Boudewijn IV van Henegouwen | ||
---|---|---|
1109-1171 | ||
Huwelijk van Boudewijn IV met Adelheid van Namen
| ||
Graaf van Henegouwen | ||
Periode | 1120-1171 | |
Voorganger | Boudewijn III | |
Opvolger | Boudewijn V | |
Vader | Boudewijn III van Henegouwen | |
Moeder | Yolanda van Gelre |
Boudewijn IV (ca. 1110 — Bergen, 2 november 1171), bijgenaamd de Bouwer, was graaf van Henegouwen van 1120 tot aan zijn dood. Aanvankelijk, als minderjarige zoon van Boudewijn III, regeerde hij tot 1127 onder het regentschap van zijn moeder, Yolanda van Gelre.
In 1127 trouwde Boudewijn met Adelheid van Namen (ca. 1110 - juli 1169, begraven te Bergen), dochter van graaf Godfried van Namen en Ermesinde van Luxemburg. Daarbij werd overeengekomen dat indien het Huis Namen geen erfgenamen zou hebben, Boudewijn en Adelheid de Naamse goederen zouden erven.
Nog in 1127 werd de Vlaamse graaf Karel de Goede vermoord. Boudewijn greep dit voorval aan om de aanspraken van zijn familie op Vlaanderen weer te doen gelden (achterkleinzoon van Boudewijn VI van Vlaanderen). Hij bezette Oudenaarde en Ninove. De koning van Frankrijk wees echter Willem Clito aan als graaf van Vlaanderen. Boudewijn kon niet anders doen dan de bezette gebieden verwoesten en zich weer terug te trekken. Uiteindelijk wist Diederik van de Elzas, in naam van zijn moeder, graaf van Vlaanderen te worden. Boudewijn probeerde weer om Vlaanderen aan te vallen maar werd in 1128 verslagen door Diederik.
Diederik van de Elzas nam deel aan de Tweede Kruistocht en Boudewijn probeerde hiervan gebruik te maken door opnieuw Vlaanderen aan te vallen. Diederiks vrouw Sybille van Anjou wist echter stand te houden. Er volgde een paar jaar van verwoestingen en plundertochten. Na thuiskomst van Diederik werd in 1151 een vrede gesloten tussen Vlaanderen en Henegouwen en werd afgesproken dat die vrede door een huwelijk zou worden bezegeld.

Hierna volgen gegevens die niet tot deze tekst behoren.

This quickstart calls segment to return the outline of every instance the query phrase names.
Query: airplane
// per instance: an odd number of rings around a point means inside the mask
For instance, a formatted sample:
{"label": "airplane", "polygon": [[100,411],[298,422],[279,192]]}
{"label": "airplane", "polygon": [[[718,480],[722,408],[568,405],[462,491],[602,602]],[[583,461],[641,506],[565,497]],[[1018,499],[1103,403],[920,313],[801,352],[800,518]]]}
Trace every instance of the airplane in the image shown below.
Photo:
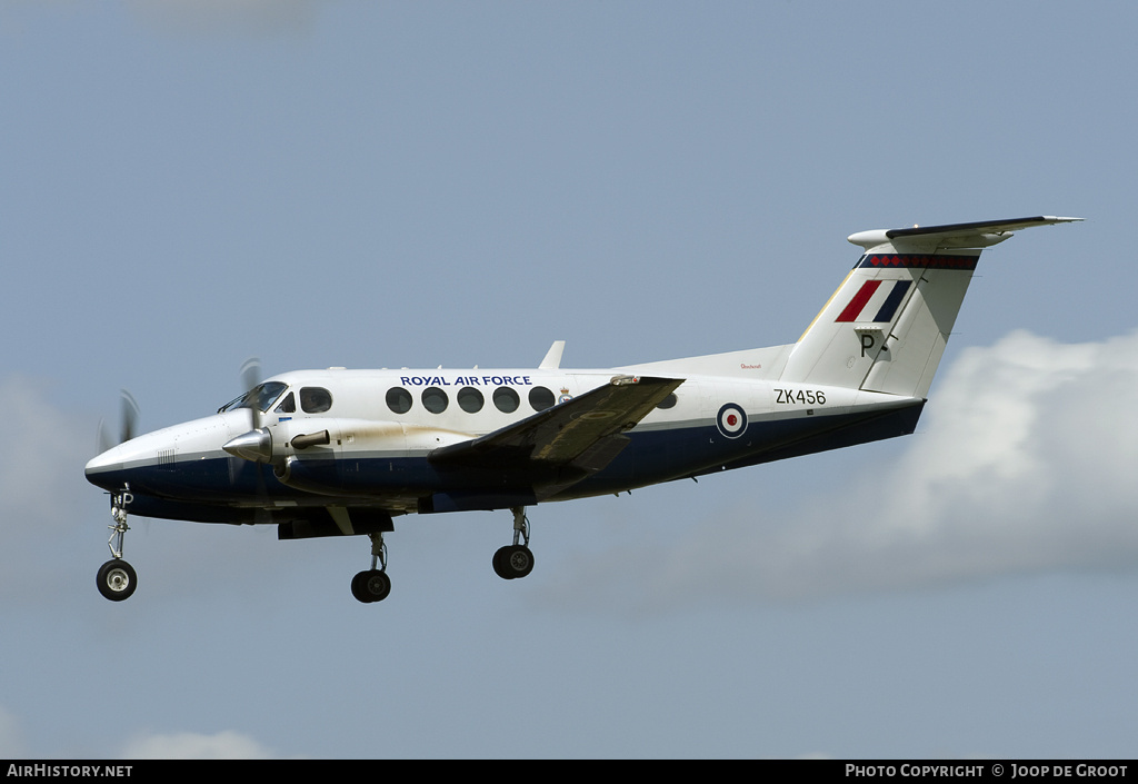
{"label": "airplane", "polygon": [[[353,596],[391,589],[384,534],[404,515],[509,511],[498,577],[534,567],[529,507],[686,480],[913,433],[984,247],[1079,218],[1036,217],[848,237],[853,269],[797,343],[610,369],[329,368],[248,384],[216,414],[86,464],[110,495],[99,591],[138,586],[129,515],[277,525],[282,540],[366,536]],[[132,403],[133,405],[133,403]]]}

Boudewijn richtte zich nu op andere mogelijkheden om zijn bezit uit te breiden. In 1158 kocht hij het land waar hij Aat zou stichten van Gilles van Trazegnies. In 1159 verwierf hij Chimay en in 1160 verwierf hij de burggraafschappen Valencijn en Oosterbant. Zijn zwager Hendrik I van Namen, die ook hertog van Luxemburg was, was kinderloos en benoemde Boudewijn in 1163 tot zijn erfgenaam als dat zo zou blijven - maar Hendrik zou in 1186, op 72-jarige leeftijd, nog een dochter krijgen.
In 1169 vond dan het huwelijk plaats tussen Boudewijns zoon Boudewijn V en Margaretha van de Elzas, dochter van Diederik van Elzas die uiteindelijk erfgename van Vlaanderen zou worden. Na de bruiloft in het kasteel van Le Quesnoy nam Boudewijn IV zijn gasten mee naar Valenciennes om het paleis te tonen dat hij daar liet bouwen. Het gezelschap maakte een lelijke val toen de steiger waar het op stond bezweek. De gasten kwamen er vanaf met licht verwondingen, maar Boudewijn brak zijn beide dijbenen. Hij overleefde het ongeluk nog meer dan een jaar voordat hij in Bergen overleed. Boudewijn is begraven in het Mariaklooster van Binche.
Zijn bijnaam kreeg Boudewijn IV vanwege de versterkingen die hij langs de grens van Henegouwen met Brabant en Vlaanderen liet aanbrengen, zoals het kasteel Burbant in Aat, de ommuring van steden als Bergen en Le Quesnoy en de bouw van kerken zoals de Waltrudiskerk in Bergen.